On January 31st, 2018, a fatal accident occurred on Highway 20 between the local Grass Valley towing company Kilroys and a Williams Tank Lines gasoline truck out of Stockton. The collision caused an explosion which spilled fuel and oil on the roadway sending dense smoke into the air. Estimates from Cal Fire approximated 12 to 15 thousand gallons of fuel caught on fire during the accident. While much of the gasoline was burned off and evaporated, nearby waterways were still at risk. California Department of Fish and Wildlife (CDFW) acted quickly to respond to the accident and protect the Bear River and PG&E’s Drum Canal.
Given the potential to impact nearby waterways, interagency cooperation allowed for rapid management of the fuel spill. To reduce the likelihood that fuel would travel downstream, PG&E deployed booms (an oil catching device) in the Drum Canal and dropped the flow within the canal to zero. The California Department of Transportation (CalTrans) installed a temporary barrier on the Bear River to stop any passage of potential contaminants.
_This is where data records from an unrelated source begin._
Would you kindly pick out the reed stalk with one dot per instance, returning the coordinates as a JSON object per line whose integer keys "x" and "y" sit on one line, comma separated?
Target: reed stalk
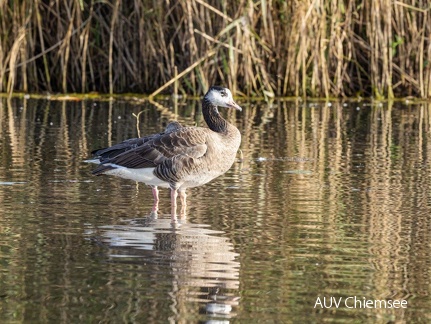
{"x": 379, "y": 48}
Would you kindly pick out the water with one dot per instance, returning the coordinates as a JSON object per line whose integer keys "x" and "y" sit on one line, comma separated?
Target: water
{"x": 328, "y": 200}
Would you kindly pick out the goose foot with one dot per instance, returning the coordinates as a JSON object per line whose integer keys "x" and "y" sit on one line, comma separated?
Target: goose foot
{"x": 155, "y": 191}
{"x": 174, "y": 195}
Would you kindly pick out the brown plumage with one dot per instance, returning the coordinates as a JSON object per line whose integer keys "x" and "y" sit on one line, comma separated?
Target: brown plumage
{"x": 180, "y": 157}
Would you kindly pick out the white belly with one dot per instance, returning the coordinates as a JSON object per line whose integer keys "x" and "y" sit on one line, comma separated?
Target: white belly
{"x": 144, "y": 175}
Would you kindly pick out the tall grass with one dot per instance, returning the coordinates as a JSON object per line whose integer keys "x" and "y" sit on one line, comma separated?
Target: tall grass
{"x": 379, "y": 48}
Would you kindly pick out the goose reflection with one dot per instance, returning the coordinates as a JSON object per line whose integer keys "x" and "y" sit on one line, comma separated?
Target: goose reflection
{"x": 198, "y": 262}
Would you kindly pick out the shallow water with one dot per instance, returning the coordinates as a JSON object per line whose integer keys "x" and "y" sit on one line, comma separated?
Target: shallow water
{"x": 328, "y": 200}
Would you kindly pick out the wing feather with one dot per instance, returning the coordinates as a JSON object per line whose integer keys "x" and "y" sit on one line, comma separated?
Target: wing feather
{"x": 170, "y": 153}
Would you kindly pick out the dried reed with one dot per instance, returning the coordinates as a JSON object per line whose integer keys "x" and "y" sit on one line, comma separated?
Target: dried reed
{"x": 379, "y": 48}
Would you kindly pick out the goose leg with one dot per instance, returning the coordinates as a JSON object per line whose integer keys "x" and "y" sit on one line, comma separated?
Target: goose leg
{"x": 155, "y": 191}
{"x": 183, "y": 197}
{"x": 174, "y": 195}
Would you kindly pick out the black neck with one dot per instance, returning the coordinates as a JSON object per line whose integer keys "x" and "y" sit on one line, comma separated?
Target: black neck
{"x": 213, "y": 118}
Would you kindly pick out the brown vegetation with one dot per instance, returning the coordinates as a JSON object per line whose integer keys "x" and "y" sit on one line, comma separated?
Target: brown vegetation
{"x": 379, "y": 48}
Most contaminants were prevented by the temporary containment structure installed on the Bear River. Inspections did not indicate fish kills or major impacts to aquatic life.
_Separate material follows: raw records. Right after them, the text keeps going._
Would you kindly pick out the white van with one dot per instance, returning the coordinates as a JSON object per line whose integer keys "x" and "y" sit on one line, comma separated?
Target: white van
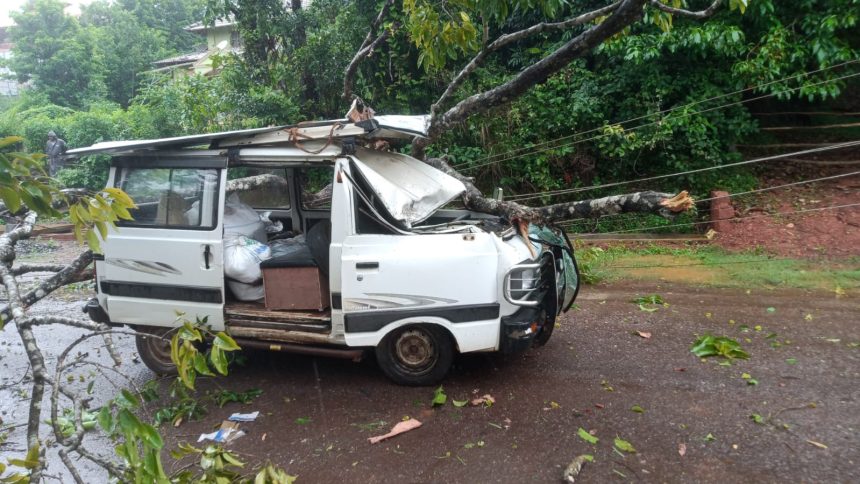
{"x": 373, "y": 260}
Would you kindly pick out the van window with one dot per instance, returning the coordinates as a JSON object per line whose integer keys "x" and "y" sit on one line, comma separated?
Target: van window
{"x": 181, "y": 198}
{"x": 316, "y": 189}
{"x": 272, "y": 191}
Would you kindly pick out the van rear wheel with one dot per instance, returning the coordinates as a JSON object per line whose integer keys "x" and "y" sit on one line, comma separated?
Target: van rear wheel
{"x": 416, "y": 355}
{"x": 153, "y": 346}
Sediment samples were taken at the accident site and soil contamination was prevalent. The site was excavated, which resulted in the road being torn up and then replaced to remove all contaminated soil and material.
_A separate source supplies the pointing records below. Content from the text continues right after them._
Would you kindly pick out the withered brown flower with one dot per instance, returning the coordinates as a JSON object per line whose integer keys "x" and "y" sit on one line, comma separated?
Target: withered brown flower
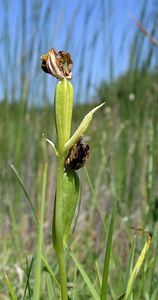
{"x": 77, "y": 156}
{"x": 58, "y": 64}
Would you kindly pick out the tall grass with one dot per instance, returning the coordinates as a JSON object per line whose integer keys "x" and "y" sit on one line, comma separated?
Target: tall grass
{"x": 123, "y": 147}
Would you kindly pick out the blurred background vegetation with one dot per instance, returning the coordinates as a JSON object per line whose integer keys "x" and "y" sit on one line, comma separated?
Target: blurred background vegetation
{"x": 114, "y": 61}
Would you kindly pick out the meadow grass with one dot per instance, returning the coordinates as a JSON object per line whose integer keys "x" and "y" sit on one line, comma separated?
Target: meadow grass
{"x": 122, "y": 167}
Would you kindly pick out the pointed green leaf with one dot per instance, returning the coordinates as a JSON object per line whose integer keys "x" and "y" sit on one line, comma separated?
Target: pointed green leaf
{"x": 53, "y": 146}
{"x": 104, "y": 287}
{"x": 85, "y": 277}
{"x": 10, "y": 288}
{"x": 82, "y": 128}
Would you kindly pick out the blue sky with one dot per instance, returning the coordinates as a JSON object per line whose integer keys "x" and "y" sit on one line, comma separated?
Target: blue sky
{"x": 96, "y": 33}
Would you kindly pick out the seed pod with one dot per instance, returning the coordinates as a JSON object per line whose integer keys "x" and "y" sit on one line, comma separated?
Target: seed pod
{"x": 70, "y": 198}
{"x": 63, "y": 104}
{"x": 70, "y": 188}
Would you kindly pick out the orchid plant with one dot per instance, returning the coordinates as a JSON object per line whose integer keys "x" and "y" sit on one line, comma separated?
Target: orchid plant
{"x": 70, "y": 152}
NID took action to make sure no contaminants were moving downstream. On the day of the crash, NID collected water samples along the road that were slightly above detection limits. Through their sampling efforts, NID was able to confirm that the water supply for Nevada City and Grass Valley was unaffected by the spill. Additional water quality sampling following the incident have shown no detections of contamination.
On February 21st, 2018, the temporary barrier on the Bear River was removed by Hanson Brothers, who was hired by CalTrans, PG&E and CDFW. After the removal of the barrier and contaminated soil, additional flows were allocated to the Bear River to flush the system. The containment area in the Bear River was then stabilized with natural materials. The Central Valley Regional Water Quality Control Board is following up with future monitoring and samplings of the area.
SYRCL sends our condolences to the families of the drivers and appreciation to the agencies who swiftly responded to this tragedy.